Em narrativas modernas, seja no cinema, seja na literatura, nada parece acontecer de extraordinário. Mas são essas histórias que vão fundo em grandes questões individuais e sociais. O filme japonês “Drive my Car” (2021), de Ryusuke Hamaguchi, é um achado no momento que se consolida o streaming com seus thrillers, comédias, e as salas de exibição caminham para o fechamento. Uma história de quase três horas de duração virou símbolo de ousadia e foi premiada neste ano com o Oscar de melhor filme em língua estrangeira.
Hamaguchi criou um filme a partir de três contos do livro “Homens sem Mulheres”, escritos pelo mundialmente celebrado escritor japonês Haruki Murakami. Os personagens centrais saíram de “Drive my Car”, e a esse conto foram acrescentadas as histórias de “Kino” e Sherazade”. A costura feita pelo diretor resultou quase em um romance, com mais personagens e situações. Ficou preservado o núcleo da trama que dá título ao filme: uma história que aborda o luto e a encenação teatral.
O filme é melhor que os contos de Murakami. Na tela, as vidas dos personagens são vistas como um processo, e não como algo acabado. Há incongruências, falhas, tempos mortos. A primeira das três partes expõe a relação conjugal do ator Yûsuke Kafuku (interpretado por Hidetoshi Nishijima) com sua esposa, a roteirista Oto Kafuku (Reika Kirishima). O casal vive em Tóquio, onde nada de novo parece ocorrer. Ela é a contadora de histórias, uma Sherazade, para envolver suas vítimas e flertar com a morte.
Nas primeiras cenas, Yûsuke aparece numa encenação de “Esperando Godot”, de Beckett. O diretor deixa claro a centralidade da questão teatral no filme. Arte pública por excelência e chave que inspirou a psicanálise, o teatro é usado para se misturar à vida dos personagens. No dia a dia, o marido Yûsuke pede à esposa Oto para gravar falas de peças e assim ouvir no toca-fitas do carro como uma forma de ensaiar. O carro dele é sueco da marca Saab — Murakami é tradutor de literatura da Suécia.

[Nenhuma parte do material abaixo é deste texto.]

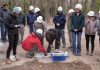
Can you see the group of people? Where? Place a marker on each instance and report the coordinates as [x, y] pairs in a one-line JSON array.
[[13, 24]]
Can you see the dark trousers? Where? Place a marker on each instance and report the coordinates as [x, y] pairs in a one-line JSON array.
[[88, 37], [3, 33], [13, 40], [57, 41]]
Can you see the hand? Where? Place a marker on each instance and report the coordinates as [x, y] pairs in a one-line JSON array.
[[58, 24], [75, 30], [45, 54], [17, 26]]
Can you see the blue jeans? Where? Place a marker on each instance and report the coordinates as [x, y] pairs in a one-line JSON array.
[[30, 28], [76, 49], [3, 33]]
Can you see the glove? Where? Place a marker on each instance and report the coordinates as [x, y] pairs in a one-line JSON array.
[[58, 24], [17, 26]]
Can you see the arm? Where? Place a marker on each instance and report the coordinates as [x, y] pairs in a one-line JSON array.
[[96, 26], [34, 26], [24, 21], [63, 20], [44, 27], [71, 23], [27, 20], [54, 20]]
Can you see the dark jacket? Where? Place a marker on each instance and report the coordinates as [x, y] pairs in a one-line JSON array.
[[11, 21], [61, 19], [77, 22], [21, 19], [3, 15], [30, 19]]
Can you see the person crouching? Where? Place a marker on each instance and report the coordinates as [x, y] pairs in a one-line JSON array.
[[32, 43]]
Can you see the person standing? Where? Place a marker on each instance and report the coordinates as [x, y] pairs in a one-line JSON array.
[[40, 24], [13, 33], [3, 15], [70, 12], [59, 21], [77, 23], [90, 31], [98, 19], [30, 19], [21, 21]]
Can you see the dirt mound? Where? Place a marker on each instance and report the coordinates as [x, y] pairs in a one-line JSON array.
[[35, 65]]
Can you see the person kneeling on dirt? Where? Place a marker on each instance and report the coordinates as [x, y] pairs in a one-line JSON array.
[[51, 35], [32, 43]]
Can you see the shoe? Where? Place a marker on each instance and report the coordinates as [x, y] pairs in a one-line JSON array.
[[17, 59], [91, 54], [87, 53], [8, 61], [74, 54]]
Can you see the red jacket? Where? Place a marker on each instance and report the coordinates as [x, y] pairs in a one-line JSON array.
[[30, 41]]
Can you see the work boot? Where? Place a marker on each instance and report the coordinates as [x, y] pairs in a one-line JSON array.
[[17, 59], [8, 61], [91, 54]]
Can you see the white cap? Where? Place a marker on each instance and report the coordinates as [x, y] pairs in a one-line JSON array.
[[39, 31], [60, 8], [40, 19], [78, 6], [71, 11], [31, 8], [91, 13], [20, 8], [36, 10], [16, 10], [99, 12]]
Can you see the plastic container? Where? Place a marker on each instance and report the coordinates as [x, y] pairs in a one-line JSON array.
[[39, 56], [59, 56]]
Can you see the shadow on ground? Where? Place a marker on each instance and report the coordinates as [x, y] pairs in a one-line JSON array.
[[35, 65]]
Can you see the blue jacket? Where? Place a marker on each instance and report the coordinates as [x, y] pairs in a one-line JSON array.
[[77, 22], [61, 19]]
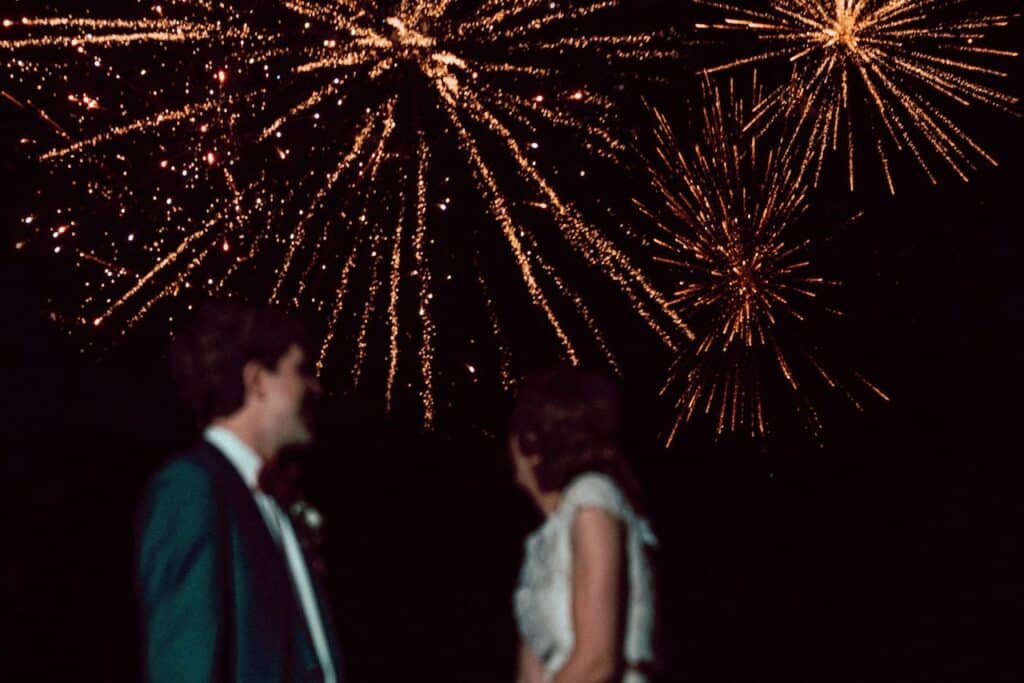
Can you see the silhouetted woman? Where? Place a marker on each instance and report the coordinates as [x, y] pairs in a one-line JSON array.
[[585, 603]]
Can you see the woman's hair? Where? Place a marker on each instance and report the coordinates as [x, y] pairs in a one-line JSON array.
[[570, 418], [207, 358]]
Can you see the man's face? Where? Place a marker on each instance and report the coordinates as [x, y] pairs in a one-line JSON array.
[[290, 391]]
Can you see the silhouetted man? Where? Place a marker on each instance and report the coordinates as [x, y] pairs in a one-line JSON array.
[[226, 591]]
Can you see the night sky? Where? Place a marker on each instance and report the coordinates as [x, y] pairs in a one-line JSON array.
[[888, 550]]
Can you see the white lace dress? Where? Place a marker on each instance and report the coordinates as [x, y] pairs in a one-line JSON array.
[[543, 597]]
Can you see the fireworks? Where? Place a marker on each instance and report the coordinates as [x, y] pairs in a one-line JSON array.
[[896, 68], [744, 284], [293, 150]]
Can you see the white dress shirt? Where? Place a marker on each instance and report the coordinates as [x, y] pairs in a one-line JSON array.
[[248, 464]]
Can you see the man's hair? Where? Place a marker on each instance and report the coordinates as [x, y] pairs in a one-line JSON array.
[[207, 359], [571, 419]]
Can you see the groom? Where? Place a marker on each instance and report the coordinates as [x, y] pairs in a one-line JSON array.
[[226, 592]]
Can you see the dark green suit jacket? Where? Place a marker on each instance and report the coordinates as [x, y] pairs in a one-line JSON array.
[[217, 600]]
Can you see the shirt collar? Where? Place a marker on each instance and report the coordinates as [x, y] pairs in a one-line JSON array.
[[238, 453]]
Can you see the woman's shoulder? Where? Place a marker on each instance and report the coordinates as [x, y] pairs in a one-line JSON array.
[[595, 489]]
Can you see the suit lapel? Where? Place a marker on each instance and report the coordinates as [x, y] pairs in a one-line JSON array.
[[270, 556]]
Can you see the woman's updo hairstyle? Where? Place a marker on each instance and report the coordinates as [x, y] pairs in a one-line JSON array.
[[570, 418]]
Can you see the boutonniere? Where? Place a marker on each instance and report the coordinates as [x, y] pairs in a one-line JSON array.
[[281, 479], [308, 524]]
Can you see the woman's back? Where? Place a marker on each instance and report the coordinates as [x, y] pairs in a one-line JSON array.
[[543, 598]]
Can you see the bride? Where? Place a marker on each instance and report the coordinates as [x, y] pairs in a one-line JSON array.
[[585, 604]]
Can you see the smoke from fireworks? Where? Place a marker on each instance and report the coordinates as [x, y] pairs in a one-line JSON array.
[[745, 284], [907, 63], [296, 139]]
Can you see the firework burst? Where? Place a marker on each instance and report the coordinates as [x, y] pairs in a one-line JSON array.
[[895, 68], [295, 147], [745, 285]]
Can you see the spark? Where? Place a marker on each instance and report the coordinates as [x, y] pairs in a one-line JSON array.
[[895, 69], [304, 161], [727, 216]]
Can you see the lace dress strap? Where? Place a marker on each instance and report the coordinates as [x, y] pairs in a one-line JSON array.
[[593, 489]]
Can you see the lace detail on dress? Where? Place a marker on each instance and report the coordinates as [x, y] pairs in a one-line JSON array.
[[543, 597]]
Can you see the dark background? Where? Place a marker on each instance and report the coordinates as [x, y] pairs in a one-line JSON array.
[[888, 552]]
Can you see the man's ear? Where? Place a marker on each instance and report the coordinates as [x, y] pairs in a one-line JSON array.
[[252, 379]]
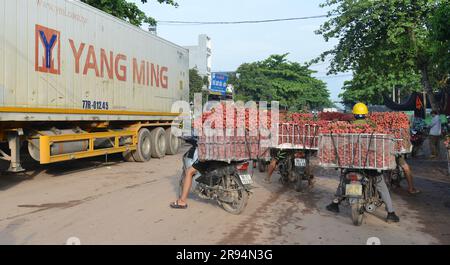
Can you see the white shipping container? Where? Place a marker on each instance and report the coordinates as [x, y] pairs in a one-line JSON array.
[[65, 60]]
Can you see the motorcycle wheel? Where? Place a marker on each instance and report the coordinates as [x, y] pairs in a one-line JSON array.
[[239, 194], [300, 184], [181, 184], [357, 214], [262, 166]]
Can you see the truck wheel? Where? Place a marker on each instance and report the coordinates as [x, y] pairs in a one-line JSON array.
[[128, 156], [143, 151], [262, 165], [173, 144], [158, 143]]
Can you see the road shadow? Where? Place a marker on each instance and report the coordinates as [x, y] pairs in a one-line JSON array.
[[33, 169]]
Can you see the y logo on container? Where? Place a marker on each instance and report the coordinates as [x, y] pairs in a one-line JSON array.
[[48, 50]]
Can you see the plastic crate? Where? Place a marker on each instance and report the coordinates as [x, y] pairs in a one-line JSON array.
[[293, 136], [228, 148], [358, 151]]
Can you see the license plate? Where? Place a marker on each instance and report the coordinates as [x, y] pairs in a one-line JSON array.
[[353, 190], [300, 162], [246, 179]]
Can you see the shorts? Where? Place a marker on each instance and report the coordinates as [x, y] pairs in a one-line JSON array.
[[278, 154], [400, 160], [206, 166]]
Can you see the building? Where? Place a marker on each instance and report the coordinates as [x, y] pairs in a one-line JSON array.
[[200, 56]]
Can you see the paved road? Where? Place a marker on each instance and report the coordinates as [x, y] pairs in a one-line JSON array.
[[127, 203]]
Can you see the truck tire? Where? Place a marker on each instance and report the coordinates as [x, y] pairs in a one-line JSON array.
[[143, 151], [173, 144], [158, 143], [128, 156]]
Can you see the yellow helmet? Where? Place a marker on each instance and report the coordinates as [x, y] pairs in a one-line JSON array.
[[360, 109]]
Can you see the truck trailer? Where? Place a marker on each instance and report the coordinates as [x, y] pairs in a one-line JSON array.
[[76, 82]]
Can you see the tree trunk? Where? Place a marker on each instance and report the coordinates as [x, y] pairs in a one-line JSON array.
[[427, 87]]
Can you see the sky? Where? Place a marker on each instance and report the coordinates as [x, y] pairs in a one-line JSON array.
[[237, 44]]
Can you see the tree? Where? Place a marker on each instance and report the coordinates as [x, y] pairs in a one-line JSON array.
[[278, 79], [196, 83], [440, 39], [127, 11], [382, 39], [369, 86]]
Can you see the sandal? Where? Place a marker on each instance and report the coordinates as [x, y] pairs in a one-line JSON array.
[[414, 192], [176, 205]]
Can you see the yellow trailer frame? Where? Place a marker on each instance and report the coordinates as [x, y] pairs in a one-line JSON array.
[[45, 143]]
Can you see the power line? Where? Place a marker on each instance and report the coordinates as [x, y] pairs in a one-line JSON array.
[[194, 23]]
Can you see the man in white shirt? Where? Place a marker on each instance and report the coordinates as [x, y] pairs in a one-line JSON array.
[[435, 134]]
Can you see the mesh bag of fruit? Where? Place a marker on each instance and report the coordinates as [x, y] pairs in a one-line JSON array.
[[228, 147], [296, 136], [359, 151]]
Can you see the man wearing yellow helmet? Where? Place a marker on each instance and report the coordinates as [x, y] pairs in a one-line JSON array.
[[360, 111]]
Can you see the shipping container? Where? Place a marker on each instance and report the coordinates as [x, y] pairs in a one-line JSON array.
[[71, 71]]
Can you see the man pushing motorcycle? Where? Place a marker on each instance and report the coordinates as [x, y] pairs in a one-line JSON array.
[[360, 111]]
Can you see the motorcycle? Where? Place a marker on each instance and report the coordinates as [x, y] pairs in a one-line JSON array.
[[417, 139], [295, 169], [360, 192], [394, 177], [227, 183]]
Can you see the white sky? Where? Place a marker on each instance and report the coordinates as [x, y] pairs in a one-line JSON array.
[[237, 44]]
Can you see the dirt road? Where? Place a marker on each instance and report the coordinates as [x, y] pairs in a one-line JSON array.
[[127, 203]]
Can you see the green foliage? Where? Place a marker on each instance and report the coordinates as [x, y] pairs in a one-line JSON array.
[[129, 12], [278, 79], [368, 86], [440, 39], [380, 41]]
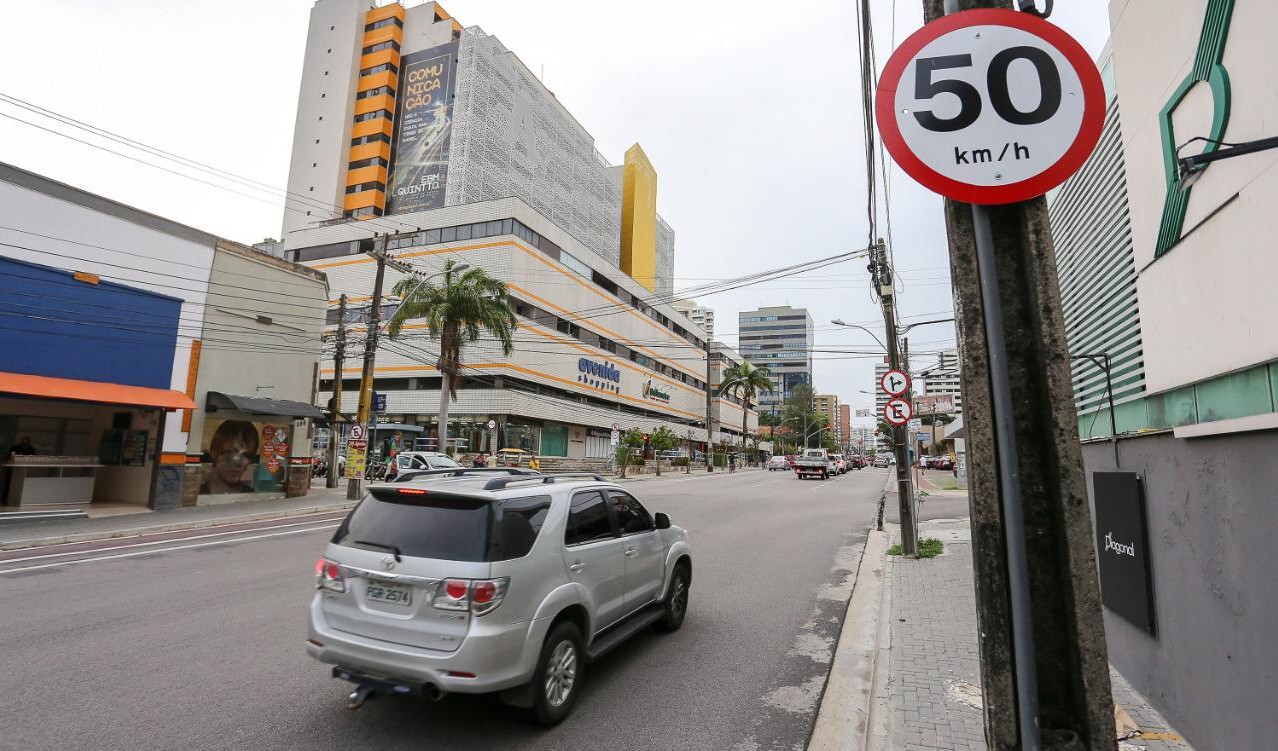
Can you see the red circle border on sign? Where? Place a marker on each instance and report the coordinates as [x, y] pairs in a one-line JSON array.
[[1077, 153], [888, 419]]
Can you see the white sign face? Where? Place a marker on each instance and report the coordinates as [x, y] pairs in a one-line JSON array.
[[1043, 95], [897, 411], [895, 382], [991, 106]]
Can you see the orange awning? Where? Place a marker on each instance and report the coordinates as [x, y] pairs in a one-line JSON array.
[[93, 391]]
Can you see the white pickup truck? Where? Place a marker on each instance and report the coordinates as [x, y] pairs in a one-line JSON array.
[[814, 462]]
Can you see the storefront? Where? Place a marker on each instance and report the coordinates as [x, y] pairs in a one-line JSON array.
[[79, 445], [251, 448]]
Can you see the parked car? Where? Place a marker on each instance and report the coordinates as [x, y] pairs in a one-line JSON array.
[[481, 584], [814, 462], [410, 460]]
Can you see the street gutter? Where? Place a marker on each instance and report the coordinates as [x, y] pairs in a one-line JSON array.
[[847, 718]]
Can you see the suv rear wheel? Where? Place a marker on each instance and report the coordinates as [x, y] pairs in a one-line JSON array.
[[676, 602], [559, 675]]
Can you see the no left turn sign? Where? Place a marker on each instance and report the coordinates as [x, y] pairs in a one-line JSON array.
[[991, 106]]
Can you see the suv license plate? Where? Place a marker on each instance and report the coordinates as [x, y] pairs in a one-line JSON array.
[[386, 591]]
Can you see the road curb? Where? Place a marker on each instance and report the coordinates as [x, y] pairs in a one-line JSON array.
[[846, 717], [168, 528]]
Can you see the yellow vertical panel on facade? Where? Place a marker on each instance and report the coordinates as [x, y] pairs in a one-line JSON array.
[[371, 128], [639, 219], [363, 199], [385, 12]]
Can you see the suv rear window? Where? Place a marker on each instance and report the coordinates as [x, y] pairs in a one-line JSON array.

O casal passa a viver como se estivesse numa sessão da peça “Tio Vânia”, de Tchekhov, escrita 1899 e 1990. O imaginário da Rússia do século 19 se mescla ao Japão de hoje, com sua modernidade e o passado traumático da bomba atômica. A segunda parte de “Drive my Car” trata da ida de Yûsuke para a cidade Hiroshima (símbolo maior do desastre contemporâneo), onde dirige a peça tchekoviana que ele tanto ensaiou e chegou ao ponto de se sentir incapaz de representar o personagem Vânia.
É na temporada em Hiroshima que tem início a relação de Yûsuke com Misaki Watari (feita por Tôko Miura), a motorista que dirige seu carro enquanto ocorrem os ensaios e a temporada da peça. As conversas deles se transformam em monólogos e se misturam às falas gravadas da obra de Tchekov, que eles ouvem no carro durante os trajetos pelas ruas e estradas da cidade japonesa. Ao mesmo tempo, os ensaios de peça são reveladores porque a ideia é fazer uma encenação em várias línguas.
Na terceira parte, Yûsuke e Misaki fazem uma longa viagem dentro do Japão para visitar o local onde a casa da mãe dela morreu tragicamente soterrada. Histórias dos personagens se tornam um crescente relato das formas de luto pela perda de uma pessoa próxima. O filme aborda com extrema sutileza e profundidade os inúmeros lutos. Nesse ponto, entra um quarto personagem central, o ator Kôshi Takatsuki (Masaki Okada), que é dirigido por Yûsuke em sua versão do “Tio Vânia” e teve um caso amoroso com Oto.
Tchekov é sempre um convite para pensar a melancolia humana, as transformações de uma sociedade como a Rússia e a dificuldade de comunicação entre as pessoas. “Drive my Car” parece uma grande busca pelas formas de conversar e de ser compreendido — e o teatro é a arte suprema da fala e do diálogo (ou a sua falta). Nas últimas décadas, a obra tchekoviana inspirou o filme “Tio Vânia em Nova York” (1994), de Louis Malle, e, também, o documentário “Moscou” (2009), de Eduardo Coutinho.
O trailer de “Drive my Car” sugere uma história até certo ponto leve, boa de se assistir antes de dormir. O filme propriamente dito é contrário disso: é um estimular a pensar e a entender os caminhos daqueles personagens. Em momento sublime, o diretor Hamaguchi coloca uma personagem muda para interpretar Sônia da peça de Tchekov. O silêncio, os gestos de falas apenas com as mãos, são as formas para explicar ao Tio Vânia os sentidos das coisas do mundo — ali parece que Beckett das primeiras sequências volta à cena.